Baku has divided a large square plot of land into $N \times N$ smaller square fields. After planting $P$ seeds in each field, he checked them a week later and found that some seeds had sprouted while others had not. For example, the image below shows the state of sprouts in a $6 \times 6$ grid after planting 3 seeds in each field. The top-left field has two sprouts, and the bottom-right field has one sprout.

Baku, while looking over the fields, remembered the median he recently learned about. The median is one of a given set of odd-numbered values, which is the value exactly in the middle when the given values are sorted. For example, if the five given values are 0, 1, 2, 2, 3, the median is 2.

Baku is curious about how much the median and the mean can differ, so he wants to compare the median and the mean of the number of sprouts in each field. To examine various cases, the median and mean to be compared are calculated for adjacent $K \times K$ square fields. This allows for a total of $(N - K + 1) \times (N - K + 1)$ comparisons in the given $N \times N$ fields.

For example, if we calculate both the median and the mean for the $3 \times 3$ units of the fields in the image above, we get the table below. The number of sprouts in the top-left $3 \times 3$ fields are 2, 1, 0, 0, 1, 0, 2, 0, 1, so the median is 1 and the mean is $7/9$. For the top-right $3 \times 3$ fields, the median is 0 and the mean is $8/9$.

Baku wants to find the maximum value of the difference between the median and the mean. In the example above, the case with the maximum value is the part marked with a red square in the image below, where the median is 0 and the mean is 1, so the difference between the two values is 1.

For convenience in calculation, Baku wants to find the maximum value of the difference between the median and the mean multiplied by $K^2$. Therefore, the maximum value in the example above is 9. You must implement the following function for Baku.
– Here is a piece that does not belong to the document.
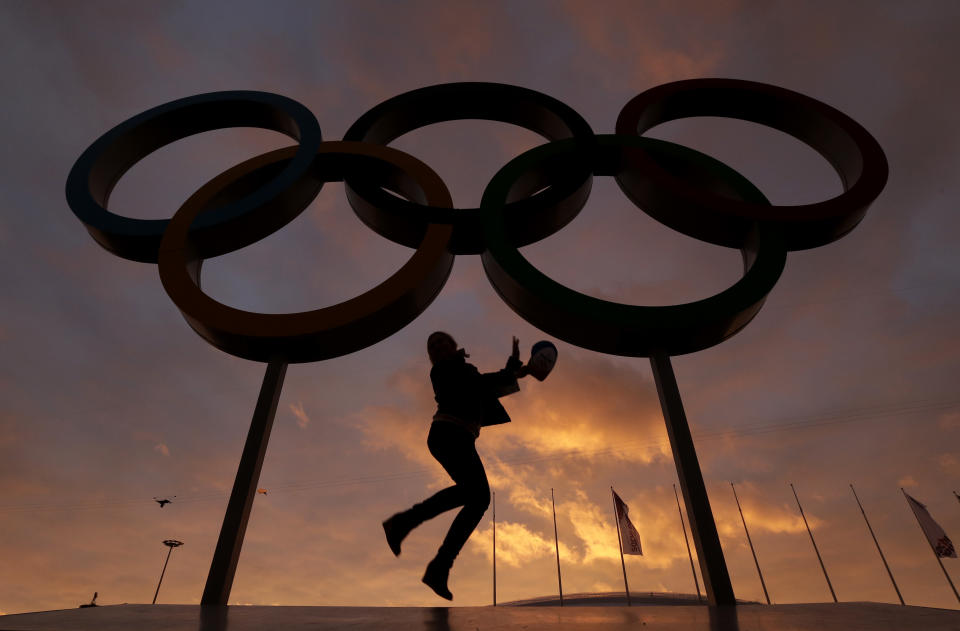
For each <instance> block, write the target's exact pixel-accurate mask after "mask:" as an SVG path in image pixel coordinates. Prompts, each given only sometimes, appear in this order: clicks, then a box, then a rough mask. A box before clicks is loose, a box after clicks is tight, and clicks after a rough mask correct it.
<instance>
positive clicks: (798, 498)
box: [790, 482, 838, 602]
int diff( int K, int[][] V ) ; This function is called exactly once. $V$ is an $N \times N$ array (vector). The number of sprouts in each field $V[0..N-1][0..N-1]$ is given as an argument. Find and return the maximum value of the difference between the median and the mean calculated for $K \times K$ units, multiplied by $K^2$.

Implementation Details

You must submit a single file named sprout.cpp. This file must contain the implementation of the following function:

int diff( int K, int[][] V ) ;

This function must operate as described above. Of course, you may create other functions and use them internally. The submitted code must not perform input/output or access other files.

Grader Example

The provided grader reads input in the following format:

• line 1: $N$ $K$ ($N$: size of the field, $K$: size of the region)
• line 2+$i$ ($0 \le i \le N-1$): $V_{i0}$ $V_{i1}$ $\dots$ $V_{iN-1}$ ($V_{i0}, V_{i1}, \dots, V_{iN-1}$: number of sprouts in row $i$)

The provided grader outputs the value returned by your code's diff() function.

Constraints

• $1 \le N \le 2,000$
• $K$ is an odd number and $1 \le K \le N$
• $0 \le V_{ij} \le 30$ ($0 \le i, j \le N-1$)

Subtasks

• Subtask 1 [17 points]: $N \le 100$
• Subtask 2 [24 points]: $N \le 300$
• Subtask 3 [42 points]: $N \le 700$
• Subtask 4 [67 points]: No additional constraints.

Examples

Input 1

6 3
2 1 0 1 0 2
0 1 0 3 0 0
2 0 1 0 0 2
1 2 2 2 2 0
1 2 2 0 0 1
0 1 0 0 2 1

Output 1

9

Input 2

4 3
10 20 10 20
20 10 20 10
10 20 10 20
20 10 20 10

Output 2

40

Figure 1. The state of sprouts in a 6x6 grid after planting 3 seeds in each field.